Context switch location

AliceNBob · Post by **AliceNBob** » Wed Jan 09, 2019 3:00 pm

I'm at the part of implementing preemptive context switching and looking at how other hobby operating systems and the Linux kernel do it, they all have a switch_context that saves registers and changes stacks that can happen during an interrupt or if a kernel thread calls it. The downside is that kernel threads are not pre-emptible, they must yield the cpu.

I was thinking of making all context switches happen only in interrupts (ex. there would be a yield syscall that a kernel thread would use) and a context switch would involve changing stacks (to the trap frame of the new process) followed immediately by an iret. Interrupts would stay disabled during an interrupt keeping the code simple and kernel threads would be interruptible.

The only downside I see is that there can be no code in the interrupt after the context switch (because of iret) but I don't see a need for it either.

What am I missing/what's the downside of this approach?

Octocontrabass · Post by **Octocontrabass** » Thu Jan 10, 2019 3:07 am

AliceNBob wrote:I'm at the part of implementing preemptive context switching and looking at how other hobby operating systems and the Linux kernel do it, they all have a switch_context that saves registers and changes stacks that can happen during an interrupt or if a kernel thread calls it. The downside is that kernel threads are not pre-emptible, they must yield the cpu.

That's a design choice, not a limitation of the method.

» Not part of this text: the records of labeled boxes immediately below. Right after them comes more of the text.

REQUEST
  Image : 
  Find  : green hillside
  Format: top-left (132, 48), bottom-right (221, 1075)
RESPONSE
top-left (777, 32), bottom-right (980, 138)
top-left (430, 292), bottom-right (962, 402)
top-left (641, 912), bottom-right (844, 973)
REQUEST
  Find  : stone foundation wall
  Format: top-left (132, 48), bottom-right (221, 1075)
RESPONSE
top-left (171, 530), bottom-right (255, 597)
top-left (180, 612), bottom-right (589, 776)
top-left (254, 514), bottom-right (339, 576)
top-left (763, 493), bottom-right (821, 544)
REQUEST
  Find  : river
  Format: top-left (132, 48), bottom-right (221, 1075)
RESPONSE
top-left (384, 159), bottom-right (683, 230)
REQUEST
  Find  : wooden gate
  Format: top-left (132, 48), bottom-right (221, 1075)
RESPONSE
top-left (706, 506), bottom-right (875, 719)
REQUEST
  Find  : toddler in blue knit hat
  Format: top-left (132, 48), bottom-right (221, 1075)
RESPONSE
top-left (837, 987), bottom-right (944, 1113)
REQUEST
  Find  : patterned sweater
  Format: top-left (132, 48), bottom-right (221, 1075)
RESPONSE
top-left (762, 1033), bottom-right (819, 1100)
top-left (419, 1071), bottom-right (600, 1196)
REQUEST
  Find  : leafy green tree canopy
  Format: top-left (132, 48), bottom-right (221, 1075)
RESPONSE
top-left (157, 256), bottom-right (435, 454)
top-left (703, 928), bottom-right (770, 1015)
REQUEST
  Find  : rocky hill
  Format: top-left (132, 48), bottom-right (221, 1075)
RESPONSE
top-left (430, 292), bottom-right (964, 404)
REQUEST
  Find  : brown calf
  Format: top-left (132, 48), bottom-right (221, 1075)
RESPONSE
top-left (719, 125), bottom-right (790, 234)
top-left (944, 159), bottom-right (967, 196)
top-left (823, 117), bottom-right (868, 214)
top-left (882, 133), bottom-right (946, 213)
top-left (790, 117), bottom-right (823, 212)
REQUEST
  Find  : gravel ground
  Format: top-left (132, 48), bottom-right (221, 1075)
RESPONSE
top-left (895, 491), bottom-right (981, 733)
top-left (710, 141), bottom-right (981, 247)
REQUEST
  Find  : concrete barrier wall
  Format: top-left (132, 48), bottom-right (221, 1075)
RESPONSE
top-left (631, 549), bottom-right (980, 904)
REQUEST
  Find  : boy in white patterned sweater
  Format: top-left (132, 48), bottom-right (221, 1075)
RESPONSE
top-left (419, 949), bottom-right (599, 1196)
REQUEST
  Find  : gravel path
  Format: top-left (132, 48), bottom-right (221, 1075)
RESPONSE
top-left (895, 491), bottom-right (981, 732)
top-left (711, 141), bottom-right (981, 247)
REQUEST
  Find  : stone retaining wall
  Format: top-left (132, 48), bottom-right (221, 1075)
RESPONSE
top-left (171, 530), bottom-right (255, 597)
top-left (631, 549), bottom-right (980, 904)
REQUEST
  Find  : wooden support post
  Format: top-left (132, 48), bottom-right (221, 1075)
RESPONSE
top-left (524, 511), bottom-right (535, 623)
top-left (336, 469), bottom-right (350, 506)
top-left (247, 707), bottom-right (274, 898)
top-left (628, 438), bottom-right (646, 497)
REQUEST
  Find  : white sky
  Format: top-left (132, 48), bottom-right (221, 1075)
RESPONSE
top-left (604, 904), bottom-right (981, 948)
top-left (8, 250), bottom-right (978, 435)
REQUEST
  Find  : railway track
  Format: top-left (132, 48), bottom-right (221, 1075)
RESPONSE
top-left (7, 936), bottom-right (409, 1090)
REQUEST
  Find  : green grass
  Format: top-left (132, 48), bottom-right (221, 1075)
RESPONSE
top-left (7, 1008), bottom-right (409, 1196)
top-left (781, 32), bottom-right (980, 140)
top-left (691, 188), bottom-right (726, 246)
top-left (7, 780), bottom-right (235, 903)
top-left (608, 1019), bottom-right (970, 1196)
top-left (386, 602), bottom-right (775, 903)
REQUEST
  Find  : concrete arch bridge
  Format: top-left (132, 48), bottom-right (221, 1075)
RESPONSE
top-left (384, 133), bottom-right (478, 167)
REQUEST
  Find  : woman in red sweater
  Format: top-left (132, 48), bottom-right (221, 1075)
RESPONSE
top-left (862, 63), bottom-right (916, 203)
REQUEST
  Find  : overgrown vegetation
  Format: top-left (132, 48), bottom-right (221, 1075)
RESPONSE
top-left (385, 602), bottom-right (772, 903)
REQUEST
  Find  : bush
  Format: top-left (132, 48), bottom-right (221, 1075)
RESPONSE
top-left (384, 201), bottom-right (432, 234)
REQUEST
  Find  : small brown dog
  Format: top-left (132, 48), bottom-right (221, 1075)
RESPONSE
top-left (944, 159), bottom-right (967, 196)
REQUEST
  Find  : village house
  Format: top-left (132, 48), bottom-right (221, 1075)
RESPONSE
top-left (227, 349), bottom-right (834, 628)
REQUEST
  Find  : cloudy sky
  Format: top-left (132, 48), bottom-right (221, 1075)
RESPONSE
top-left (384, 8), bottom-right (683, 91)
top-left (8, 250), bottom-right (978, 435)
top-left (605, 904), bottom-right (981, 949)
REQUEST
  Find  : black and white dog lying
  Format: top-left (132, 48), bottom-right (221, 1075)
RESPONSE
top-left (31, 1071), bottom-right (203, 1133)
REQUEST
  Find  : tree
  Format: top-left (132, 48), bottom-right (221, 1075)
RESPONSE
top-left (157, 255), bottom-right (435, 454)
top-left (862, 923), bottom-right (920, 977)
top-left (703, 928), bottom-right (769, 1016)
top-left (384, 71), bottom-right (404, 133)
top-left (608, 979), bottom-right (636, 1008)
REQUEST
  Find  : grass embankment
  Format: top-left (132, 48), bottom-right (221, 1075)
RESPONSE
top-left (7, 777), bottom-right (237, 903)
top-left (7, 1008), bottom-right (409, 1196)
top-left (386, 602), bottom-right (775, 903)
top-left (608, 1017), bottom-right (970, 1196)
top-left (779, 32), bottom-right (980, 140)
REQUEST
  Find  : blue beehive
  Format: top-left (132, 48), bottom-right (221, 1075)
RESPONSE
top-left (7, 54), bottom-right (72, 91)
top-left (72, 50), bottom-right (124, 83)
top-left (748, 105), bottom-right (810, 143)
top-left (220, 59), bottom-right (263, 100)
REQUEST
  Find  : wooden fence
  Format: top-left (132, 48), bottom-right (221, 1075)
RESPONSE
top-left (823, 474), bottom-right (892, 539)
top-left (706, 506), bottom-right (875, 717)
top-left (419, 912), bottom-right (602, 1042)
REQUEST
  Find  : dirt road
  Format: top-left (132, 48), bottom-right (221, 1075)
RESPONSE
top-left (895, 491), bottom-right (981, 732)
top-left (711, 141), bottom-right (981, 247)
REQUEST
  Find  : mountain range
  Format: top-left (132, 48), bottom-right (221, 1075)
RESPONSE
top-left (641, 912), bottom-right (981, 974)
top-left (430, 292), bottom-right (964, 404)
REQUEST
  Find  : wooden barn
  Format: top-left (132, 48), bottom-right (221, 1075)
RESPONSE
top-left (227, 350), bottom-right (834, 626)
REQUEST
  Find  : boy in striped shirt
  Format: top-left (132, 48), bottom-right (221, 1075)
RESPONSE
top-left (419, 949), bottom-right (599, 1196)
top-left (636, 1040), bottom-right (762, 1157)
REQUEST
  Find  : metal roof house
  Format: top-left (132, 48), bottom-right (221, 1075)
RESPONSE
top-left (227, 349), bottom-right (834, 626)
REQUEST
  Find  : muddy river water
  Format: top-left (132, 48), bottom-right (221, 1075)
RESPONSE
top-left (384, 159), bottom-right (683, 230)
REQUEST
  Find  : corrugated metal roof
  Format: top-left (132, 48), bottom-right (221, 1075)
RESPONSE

You can allow kernel threads to be preempted just by enabling interrupts.

Of course, you have to be careful to only enable interrupts when the kernel thread may be safely interrupted.

nullplan · Post by **nullplan** » Thu Jan 10, 2019 2:46 pm

The obvious downside is, you're adding an interrupt overhead to something that could be done with a simple function call. Why? I don't quite see the benefit of going from "switch_context()" to "int $0x21" (or whatever). Not even conceptually.

kzinti · Post by **kzinti** » Thu Jan 10, 2019 7:00 pm

nullplan wrote:you're adding an interrupt overhead to something that could be done with a simple function call.

Not all interrupts are software interrupts / system calls...

AliceNBob · Post by **AliceNBob** » Thu Jan 10, 2019 7:45 pm

Octocontrabass wrote:
AliceNBob wrote:I'm at the part of implementing preemptive context switching and looking at how other hobby operating systems and the Linux kernel do it, they all have a switch_context that saves registers and changes stacks that can happen during an interrupt or if a kernel thread calls it. The downside is that kernel threads are not pre-emptible, they must yield the cpu.
That's a design choice, not a limitation of the method. You can allow kernel threads to be preempted just by enabling interrupts.

Of course, you have to be careful to only enable interrupts when the kernel thread may be safely interrupted.

nullplan wrote: The obvious downside is, you're adding an interrupt overhead to something that could be done with a simple function call. Why? I don't quite see the benefit of going from "switch_context()" to "int $0x21" (or whatever). Not even conceptually.

Well, if thread A turns on interrupts and does a context switch right after, then thread B will have interrupts on so the flags register has to be saved/loaded as well.

It just seems redundant to save (almost the same) registers during an interrupt and in a context switch but I guess it does give more flexibility.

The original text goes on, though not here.